Sunday saw the second group set off for the Ukraine, led by Paul as the only confident Russian speaker amongst them. This was a good arrangement as they had feedback from the last excursion to rely on, and Paul said he was looking forward to another couple of quiet days. Camp was by now a ghost-town and the Polish staff had departed (which made getting into the staffroom to get keys to anywhere else a rather amusing logistics exercise and when we did the DVD player was locked somewhere else, so we played Worms World Party (which did turn out to have been localised into Polish) for a couple of hours, and other people wandered off out for a drink. We even managed to get the net working a bit.) Magda, who'd popped across town earlier to take stuff home, came back, collected Richard (that surprised a few people) and headed off home again.
Friday's cold was kicking in with a vengeance, but I was looking forward to a couple of days with nothing much particular to do. I think this gap in schedule worked really well for us; lots of people liked to tourist (not a verb, but it should be) and could organise themselves. It also allowed plenty of time to pack, relax, do some shopping and recover.
Monday was a national holiday, so a planned bus ride to Warsaw got put back a day, but some people hopped on another bus to Lublin in search of a national bugling competition mentioned in Lonely Planet. (I'm not making this up, I swear.) They didn't find it. Whilst they were doing that, the rest of us who didn't feel like getting up first thing explored Puławy a bit. We found the "palace" (another large house) easily enough, wandered around for a bit, and met up with others at the bar on the way back for a couple of afternoon shot rounds.
We also had a thorough bimble through town, finding another very large supermarket, teen-culture-on-a-peg clothes shops, ice-cream, and generally getting some fresh air.
On Tuesday various people went to Warsaw and bought tack, discovering themselves if they hadn't been already that it's a concrete wilderness but quite good for shopping. I couldn't face the Palace of Culture again. (The Palace of Culture... er, see for yourself and bear in mind that it's a lot less prepossessing without lights, and the sight from the top is the same as most surburban cities you'd find in the UK. In fact, it's a bit like Milton Keynes... which, if you remember from Good Omens, "was built to be modern, efficient, healthy, and, all in all, a pleasant place to live. Many Britons find this amusing." London would also be a fair comparison: being a capital city, Warsaw manages to be expensive in addition to being historically significant but slumping into urban decay, vandalism and crime. The city is actually the only place I've been in Poland I've felt unsafe, despite speaking only rudimentary Polish. In other areas I'll happily wander around by myself.)

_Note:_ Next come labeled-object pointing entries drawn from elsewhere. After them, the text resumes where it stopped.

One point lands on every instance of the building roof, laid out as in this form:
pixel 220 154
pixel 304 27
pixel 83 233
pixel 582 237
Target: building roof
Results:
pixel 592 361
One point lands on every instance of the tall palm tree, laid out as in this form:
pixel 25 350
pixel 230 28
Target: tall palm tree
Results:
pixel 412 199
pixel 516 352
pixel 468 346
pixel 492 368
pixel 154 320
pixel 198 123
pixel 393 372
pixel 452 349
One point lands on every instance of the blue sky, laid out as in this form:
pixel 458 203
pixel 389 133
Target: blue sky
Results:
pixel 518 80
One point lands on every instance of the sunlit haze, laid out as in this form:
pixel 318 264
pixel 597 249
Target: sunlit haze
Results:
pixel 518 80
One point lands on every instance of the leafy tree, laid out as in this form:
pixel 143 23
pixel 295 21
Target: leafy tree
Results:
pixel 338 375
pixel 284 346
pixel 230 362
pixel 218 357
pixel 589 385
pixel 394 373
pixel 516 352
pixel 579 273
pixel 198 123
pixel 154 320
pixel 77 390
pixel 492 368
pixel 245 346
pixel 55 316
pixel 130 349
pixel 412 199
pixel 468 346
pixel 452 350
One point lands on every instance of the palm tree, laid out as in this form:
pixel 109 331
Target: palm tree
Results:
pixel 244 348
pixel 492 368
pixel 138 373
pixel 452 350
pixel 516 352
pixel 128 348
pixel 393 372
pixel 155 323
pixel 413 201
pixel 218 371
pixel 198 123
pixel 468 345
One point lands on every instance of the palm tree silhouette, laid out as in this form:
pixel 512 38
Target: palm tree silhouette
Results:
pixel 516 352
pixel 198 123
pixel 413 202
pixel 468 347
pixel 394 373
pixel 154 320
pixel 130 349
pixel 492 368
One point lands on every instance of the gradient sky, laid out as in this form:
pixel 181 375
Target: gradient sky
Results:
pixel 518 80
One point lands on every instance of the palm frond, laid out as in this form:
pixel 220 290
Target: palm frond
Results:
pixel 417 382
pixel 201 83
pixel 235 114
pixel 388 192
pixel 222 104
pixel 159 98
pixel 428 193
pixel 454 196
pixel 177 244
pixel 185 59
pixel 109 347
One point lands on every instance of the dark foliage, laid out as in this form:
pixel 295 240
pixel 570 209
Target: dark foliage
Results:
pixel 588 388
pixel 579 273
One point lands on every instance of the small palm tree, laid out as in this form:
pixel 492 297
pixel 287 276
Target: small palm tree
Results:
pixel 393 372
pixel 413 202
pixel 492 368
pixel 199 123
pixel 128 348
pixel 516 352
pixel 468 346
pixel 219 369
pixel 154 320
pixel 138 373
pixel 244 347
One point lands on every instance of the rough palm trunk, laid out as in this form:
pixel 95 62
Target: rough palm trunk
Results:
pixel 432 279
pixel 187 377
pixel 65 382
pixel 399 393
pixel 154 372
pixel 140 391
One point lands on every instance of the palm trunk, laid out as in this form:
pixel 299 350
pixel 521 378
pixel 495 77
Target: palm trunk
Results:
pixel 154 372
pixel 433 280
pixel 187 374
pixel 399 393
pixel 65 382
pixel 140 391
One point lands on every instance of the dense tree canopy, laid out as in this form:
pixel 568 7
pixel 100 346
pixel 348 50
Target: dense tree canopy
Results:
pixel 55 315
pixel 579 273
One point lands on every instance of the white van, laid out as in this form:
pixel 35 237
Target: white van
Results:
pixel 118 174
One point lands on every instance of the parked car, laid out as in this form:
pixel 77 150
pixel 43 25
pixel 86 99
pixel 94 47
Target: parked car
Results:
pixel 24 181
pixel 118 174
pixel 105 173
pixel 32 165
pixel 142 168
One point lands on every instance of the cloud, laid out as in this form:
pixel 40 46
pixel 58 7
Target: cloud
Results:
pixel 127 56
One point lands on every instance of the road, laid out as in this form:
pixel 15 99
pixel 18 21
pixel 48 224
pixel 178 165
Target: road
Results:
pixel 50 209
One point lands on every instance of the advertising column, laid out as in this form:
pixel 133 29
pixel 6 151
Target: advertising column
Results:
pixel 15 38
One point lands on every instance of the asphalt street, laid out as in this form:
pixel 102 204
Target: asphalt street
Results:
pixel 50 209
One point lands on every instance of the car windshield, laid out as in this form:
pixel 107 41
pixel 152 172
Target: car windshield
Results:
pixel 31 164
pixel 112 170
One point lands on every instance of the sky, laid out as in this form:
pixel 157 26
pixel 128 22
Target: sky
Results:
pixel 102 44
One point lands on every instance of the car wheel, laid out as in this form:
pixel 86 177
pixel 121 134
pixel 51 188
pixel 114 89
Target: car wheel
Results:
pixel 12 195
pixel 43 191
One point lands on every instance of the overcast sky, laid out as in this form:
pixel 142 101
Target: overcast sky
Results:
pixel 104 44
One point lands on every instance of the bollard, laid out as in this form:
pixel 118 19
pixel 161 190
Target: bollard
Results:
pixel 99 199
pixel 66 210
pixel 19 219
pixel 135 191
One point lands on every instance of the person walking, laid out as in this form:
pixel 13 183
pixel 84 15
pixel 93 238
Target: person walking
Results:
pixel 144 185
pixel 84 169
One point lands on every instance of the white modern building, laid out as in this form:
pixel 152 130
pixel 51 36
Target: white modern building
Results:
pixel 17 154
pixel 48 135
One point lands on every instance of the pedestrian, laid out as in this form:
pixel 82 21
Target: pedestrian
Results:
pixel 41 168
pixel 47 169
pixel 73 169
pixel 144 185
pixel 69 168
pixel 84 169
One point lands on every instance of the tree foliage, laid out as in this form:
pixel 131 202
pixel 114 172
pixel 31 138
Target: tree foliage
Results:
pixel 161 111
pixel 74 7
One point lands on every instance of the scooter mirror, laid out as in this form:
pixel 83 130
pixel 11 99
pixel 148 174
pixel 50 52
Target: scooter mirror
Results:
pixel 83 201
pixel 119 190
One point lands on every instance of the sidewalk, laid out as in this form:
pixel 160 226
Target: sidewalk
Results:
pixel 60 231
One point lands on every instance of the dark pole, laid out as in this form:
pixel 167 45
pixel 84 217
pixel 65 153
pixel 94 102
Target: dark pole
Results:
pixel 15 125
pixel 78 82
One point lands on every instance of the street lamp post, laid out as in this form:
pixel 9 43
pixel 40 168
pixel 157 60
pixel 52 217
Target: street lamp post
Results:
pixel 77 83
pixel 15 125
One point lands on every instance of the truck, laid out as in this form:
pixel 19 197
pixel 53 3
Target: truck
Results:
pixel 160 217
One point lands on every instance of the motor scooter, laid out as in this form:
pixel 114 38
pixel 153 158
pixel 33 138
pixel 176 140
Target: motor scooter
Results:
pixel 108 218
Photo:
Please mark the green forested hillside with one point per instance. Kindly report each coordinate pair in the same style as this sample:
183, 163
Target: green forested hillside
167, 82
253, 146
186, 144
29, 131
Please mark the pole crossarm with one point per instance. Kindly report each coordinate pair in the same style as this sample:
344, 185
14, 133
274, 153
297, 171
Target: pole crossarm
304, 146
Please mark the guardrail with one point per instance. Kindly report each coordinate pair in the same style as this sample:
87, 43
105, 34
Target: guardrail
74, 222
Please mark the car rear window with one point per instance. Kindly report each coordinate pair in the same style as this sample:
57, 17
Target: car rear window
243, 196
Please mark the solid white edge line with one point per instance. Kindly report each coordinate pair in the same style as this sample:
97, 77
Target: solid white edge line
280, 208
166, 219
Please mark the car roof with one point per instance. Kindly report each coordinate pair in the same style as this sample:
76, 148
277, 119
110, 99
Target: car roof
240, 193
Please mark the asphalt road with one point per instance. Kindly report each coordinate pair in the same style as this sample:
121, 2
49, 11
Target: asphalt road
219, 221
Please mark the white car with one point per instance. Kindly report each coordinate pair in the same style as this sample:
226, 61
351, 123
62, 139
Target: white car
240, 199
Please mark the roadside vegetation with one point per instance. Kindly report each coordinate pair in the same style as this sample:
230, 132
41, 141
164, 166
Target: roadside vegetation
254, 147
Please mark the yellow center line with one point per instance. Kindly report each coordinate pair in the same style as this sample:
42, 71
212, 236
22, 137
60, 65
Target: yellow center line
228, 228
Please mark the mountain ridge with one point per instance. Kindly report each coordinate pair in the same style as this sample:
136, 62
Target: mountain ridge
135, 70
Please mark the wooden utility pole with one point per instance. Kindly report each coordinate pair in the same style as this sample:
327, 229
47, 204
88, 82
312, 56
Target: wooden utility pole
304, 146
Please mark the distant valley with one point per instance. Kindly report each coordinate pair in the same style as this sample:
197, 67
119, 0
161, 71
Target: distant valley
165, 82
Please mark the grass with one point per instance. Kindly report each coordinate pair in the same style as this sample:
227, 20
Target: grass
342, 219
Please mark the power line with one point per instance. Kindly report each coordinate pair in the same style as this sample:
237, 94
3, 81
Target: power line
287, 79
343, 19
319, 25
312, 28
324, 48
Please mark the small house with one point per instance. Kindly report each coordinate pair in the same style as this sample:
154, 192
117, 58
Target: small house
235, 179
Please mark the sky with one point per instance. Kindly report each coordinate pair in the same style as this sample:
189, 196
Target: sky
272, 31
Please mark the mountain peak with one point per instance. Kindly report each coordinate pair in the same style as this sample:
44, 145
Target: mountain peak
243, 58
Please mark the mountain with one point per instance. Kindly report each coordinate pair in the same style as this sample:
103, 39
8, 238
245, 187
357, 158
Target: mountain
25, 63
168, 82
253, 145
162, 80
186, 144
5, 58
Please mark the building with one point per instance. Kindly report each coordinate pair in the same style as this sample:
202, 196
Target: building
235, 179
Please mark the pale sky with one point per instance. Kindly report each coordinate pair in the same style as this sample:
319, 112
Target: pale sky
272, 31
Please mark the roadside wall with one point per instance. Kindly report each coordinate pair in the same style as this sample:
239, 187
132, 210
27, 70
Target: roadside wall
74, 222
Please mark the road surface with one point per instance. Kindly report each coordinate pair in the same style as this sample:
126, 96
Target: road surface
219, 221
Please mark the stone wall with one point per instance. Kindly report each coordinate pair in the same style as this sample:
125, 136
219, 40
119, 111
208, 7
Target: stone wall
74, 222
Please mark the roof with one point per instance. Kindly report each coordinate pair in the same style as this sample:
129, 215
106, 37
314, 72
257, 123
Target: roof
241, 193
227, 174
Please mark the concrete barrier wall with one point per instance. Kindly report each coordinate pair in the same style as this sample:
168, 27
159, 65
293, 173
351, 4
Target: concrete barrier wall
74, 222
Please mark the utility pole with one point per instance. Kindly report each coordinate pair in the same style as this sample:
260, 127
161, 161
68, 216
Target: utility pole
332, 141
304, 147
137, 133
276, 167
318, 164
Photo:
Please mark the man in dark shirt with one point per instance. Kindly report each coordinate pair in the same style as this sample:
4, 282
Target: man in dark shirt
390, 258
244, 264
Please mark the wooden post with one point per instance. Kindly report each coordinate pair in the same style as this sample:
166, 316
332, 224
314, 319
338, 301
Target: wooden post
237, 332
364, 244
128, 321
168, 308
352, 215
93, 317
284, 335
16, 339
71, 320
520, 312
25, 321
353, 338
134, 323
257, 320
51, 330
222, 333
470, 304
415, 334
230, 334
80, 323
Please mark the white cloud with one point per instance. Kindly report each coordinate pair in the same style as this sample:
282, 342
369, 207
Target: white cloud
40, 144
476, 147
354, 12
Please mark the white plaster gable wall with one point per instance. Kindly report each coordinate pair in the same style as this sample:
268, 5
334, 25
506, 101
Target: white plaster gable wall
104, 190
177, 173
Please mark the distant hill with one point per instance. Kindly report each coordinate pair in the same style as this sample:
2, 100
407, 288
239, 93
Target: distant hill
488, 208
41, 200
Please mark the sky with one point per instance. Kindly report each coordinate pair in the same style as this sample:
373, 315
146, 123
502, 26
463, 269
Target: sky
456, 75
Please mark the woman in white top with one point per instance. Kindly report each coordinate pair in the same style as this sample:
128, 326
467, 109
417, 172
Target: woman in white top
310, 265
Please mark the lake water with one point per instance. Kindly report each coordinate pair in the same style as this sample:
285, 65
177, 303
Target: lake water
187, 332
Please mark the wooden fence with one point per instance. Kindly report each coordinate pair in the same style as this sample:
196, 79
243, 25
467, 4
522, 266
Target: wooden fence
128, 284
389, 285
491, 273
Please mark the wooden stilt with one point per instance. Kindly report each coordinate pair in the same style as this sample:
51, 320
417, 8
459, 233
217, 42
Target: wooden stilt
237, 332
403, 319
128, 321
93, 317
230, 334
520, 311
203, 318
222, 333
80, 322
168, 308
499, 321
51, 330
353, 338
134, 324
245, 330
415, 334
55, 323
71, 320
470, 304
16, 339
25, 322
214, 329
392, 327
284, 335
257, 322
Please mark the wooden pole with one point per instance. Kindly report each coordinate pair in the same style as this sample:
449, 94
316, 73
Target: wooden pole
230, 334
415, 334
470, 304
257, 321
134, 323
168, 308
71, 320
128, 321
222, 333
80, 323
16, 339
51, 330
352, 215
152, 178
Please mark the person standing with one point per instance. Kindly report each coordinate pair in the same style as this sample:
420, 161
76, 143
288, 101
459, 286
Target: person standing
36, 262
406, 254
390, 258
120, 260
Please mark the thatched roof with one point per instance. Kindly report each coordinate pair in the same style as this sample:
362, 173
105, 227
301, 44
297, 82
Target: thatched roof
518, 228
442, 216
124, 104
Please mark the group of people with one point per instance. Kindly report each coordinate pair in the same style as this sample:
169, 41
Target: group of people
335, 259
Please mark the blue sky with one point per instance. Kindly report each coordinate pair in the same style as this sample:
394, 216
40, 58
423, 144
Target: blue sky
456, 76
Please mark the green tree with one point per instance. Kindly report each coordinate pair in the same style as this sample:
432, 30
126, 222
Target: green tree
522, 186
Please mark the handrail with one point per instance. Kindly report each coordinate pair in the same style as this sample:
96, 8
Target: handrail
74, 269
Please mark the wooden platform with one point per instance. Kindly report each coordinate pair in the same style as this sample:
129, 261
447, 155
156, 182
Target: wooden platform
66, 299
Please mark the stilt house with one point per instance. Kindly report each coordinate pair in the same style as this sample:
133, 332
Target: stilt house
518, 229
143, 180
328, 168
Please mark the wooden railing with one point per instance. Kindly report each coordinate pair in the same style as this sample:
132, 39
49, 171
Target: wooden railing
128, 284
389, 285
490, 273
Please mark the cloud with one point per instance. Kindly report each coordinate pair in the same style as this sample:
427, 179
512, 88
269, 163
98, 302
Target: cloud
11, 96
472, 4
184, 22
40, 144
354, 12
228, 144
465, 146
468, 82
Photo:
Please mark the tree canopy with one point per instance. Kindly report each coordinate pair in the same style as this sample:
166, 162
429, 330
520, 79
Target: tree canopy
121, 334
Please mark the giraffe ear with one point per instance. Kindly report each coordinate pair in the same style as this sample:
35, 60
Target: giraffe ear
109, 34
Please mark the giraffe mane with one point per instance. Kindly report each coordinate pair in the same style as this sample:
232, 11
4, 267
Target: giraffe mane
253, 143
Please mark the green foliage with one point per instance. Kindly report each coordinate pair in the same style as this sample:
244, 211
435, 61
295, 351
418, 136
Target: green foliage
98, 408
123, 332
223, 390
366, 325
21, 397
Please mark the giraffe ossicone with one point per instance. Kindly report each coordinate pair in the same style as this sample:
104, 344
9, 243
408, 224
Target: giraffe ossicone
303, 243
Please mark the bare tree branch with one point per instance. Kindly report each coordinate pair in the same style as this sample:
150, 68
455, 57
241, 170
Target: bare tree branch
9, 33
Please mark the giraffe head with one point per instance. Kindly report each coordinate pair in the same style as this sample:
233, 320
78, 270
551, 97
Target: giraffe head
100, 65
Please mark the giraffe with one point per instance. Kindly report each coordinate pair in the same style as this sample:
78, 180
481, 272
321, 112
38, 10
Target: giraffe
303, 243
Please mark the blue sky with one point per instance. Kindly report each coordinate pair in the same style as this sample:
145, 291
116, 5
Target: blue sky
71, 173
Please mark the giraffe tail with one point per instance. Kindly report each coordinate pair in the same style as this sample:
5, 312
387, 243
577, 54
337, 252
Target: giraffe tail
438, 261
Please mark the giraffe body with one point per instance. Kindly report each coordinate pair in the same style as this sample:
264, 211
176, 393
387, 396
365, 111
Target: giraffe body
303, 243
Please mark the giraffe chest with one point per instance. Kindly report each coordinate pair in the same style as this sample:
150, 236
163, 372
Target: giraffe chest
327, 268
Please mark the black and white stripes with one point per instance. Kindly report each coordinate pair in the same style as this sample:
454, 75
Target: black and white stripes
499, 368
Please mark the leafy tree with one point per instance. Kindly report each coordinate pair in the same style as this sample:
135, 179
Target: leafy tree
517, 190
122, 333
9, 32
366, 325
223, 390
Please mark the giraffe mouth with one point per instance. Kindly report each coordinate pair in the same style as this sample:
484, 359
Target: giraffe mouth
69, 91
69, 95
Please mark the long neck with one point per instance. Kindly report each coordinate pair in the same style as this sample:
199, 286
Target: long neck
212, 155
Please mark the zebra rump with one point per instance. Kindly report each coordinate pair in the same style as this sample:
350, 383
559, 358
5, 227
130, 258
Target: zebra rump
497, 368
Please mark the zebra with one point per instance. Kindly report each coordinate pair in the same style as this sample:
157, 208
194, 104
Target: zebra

The rest of us had another relaxing day, went and bought loose ends for travelling from Champion, did washing and got some packing done ahead of the next morning. Later, the second Ukraine party returned with the tale that they'd had to bribe border control to get back through in a sane timeframe rather than wait out a manufactured delay.
Boarding to go on Wednesday was fairly shambolic, but shouting wouldn't have made a scratch of difference; if we got to Auschwitz too late for the time the guide was booked, we got there too late. Eventually we got everyone and luggage just about squeezed into the minibus and trailer, Paul's Ukrainian girl came to say bye, and off we went.